On April 25, members of Unifor’s GE locals in Peterborough and UE local 506  demonstrated outside GE’s annual shareholders meeting in Pittsburgh.

“GE’s recent history of poor decision-making is hurting workers, communities, and shareholders,” said UE Local 506 President Scott Slawson. “Corporate leaders are making one bad move after another. The company’s decisions don’t make financial sense, they wreak havoc with the lives of GE workers and local economies, and they threaten to lead us all over a cliff.”

One of the bad moves to which Slawson may have been referring was GE’s decision to go into the long-term care insurance business.

After the market failed to produce the revenue GE hoped for, the company scrambled to get out of the business, but it was too late.

GE recently took a $6.2 billion charge against earnings because of the losses from the failed venture.

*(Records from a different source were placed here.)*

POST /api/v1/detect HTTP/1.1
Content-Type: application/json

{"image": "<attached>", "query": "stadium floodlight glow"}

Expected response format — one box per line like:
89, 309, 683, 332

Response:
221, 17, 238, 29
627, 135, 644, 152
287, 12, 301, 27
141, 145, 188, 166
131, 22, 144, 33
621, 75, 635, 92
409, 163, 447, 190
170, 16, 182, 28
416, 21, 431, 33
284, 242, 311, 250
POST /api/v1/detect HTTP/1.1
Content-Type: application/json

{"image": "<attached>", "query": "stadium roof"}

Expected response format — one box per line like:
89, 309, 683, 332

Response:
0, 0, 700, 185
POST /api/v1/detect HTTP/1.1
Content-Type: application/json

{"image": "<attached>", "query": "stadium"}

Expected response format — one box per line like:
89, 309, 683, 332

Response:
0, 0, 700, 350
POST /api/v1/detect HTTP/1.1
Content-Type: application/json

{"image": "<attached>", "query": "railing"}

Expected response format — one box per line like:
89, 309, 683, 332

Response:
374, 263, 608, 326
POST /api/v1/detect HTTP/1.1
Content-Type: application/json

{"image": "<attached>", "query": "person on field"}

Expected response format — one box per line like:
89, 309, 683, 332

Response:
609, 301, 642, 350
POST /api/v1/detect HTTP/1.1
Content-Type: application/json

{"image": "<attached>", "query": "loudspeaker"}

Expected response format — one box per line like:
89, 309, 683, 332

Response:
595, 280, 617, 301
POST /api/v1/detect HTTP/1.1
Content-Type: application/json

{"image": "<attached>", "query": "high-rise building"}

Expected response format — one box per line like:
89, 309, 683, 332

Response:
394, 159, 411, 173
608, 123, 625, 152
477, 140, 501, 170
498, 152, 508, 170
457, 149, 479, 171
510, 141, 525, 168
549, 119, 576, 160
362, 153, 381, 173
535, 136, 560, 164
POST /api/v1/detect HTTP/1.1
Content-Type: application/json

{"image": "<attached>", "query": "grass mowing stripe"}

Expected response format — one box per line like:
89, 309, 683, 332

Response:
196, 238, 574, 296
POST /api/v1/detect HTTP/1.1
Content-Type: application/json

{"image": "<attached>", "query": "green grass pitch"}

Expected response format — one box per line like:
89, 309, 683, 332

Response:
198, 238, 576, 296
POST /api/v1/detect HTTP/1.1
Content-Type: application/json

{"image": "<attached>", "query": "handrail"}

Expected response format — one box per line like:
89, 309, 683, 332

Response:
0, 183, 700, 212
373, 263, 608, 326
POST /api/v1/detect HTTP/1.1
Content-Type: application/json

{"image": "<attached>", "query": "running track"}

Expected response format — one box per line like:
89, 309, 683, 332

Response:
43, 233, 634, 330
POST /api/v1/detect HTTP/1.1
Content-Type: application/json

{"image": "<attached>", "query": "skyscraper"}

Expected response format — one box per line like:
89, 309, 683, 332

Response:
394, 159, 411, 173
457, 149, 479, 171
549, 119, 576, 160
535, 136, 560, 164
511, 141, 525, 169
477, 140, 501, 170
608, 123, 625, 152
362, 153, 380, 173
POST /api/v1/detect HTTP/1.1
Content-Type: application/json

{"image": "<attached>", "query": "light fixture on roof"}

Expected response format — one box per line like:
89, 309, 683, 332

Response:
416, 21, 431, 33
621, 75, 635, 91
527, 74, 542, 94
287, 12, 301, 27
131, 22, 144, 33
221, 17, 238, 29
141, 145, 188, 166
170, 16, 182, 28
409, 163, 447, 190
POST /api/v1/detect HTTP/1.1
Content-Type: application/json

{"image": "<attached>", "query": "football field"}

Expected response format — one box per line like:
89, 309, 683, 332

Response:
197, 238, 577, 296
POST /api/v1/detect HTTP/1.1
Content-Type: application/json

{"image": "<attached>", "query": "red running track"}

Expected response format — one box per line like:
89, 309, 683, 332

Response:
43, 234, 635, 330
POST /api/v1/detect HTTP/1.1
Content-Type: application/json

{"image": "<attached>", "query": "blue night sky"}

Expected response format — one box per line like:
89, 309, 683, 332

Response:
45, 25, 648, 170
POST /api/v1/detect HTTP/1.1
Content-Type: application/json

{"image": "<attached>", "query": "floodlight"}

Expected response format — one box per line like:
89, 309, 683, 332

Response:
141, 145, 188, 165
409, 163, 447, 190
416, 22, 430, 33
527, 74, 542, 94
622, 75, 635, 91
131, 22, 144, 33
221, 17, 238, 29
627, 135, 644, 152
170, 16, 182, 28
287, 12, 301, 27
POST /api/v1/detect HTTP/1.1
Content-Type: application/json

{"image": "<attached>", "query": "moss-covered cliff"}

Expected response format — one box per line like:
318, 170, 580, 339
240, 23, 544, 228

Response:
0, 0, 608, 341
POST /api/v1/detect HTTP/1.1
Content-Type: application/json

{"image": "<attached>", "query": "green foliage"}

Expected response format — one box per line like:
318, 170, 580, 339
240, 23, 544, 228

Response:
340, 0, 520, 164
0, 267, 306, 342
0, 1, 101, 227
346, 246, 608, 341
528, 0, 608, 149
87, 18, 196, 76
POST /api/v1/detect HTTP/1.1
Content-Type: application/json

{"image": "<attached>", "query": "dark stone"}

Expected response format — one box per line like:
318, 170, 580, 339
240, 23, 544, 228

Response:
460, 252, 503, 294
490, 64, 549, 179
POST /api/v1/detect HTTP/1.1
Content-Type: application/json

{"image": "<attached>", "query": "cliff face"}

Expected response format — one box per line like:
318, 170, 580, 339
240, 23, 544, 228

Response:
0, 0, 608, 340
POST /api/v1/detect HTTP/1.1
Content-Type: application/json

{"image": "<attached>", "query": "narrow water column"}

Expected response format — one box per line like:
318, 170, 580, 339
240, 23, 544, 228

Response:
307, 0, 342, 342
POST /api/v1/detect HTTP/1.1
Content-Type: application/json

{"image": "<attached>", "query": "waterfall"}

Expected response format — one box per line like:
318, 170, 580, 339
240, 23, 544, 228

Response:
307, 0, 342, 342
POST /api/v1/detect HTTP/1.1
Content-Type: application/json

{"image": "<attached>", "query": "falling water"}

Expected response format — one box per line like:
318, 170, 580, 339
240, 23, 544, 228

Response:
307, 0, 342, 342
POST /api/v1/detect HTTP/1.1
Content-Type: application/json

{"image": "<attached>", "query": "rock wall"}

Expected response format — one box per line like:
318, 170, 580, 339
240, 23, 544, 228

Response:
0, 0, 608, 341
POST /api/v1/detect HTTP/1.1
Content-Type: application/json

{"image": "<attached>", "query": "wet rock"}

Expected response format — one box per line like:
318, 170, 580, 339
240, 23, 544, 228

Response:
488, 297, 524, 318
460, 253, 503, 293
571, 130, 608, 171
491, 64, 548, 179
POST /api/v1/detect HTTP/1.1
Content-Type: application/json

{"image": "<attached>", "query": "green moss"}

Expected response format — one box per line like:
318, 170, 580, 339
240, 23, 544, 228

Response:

The whooping losses became public shortly after GE announced in December that it was laying off 12,000 manufacturing workers worldwide.

In Pittsburgh some GE workers left the demonstration outside and went inside to address investors.

“GE workers are the economic stimulators of our communities,” said Tom Bobrowicz vice-president of local 506 to at the meeting. “We buy houses and new cars, we spend our income in the local communities. Over the last several years, GE has slashed the workforce in Erie from 3000 to 1500. GE’s workers, the communities where GE operates, and GE’s shareholders are all tied into this mess together. Getting GE on the right course starts with GE making a commitment to their employees and the communities in which they operate.”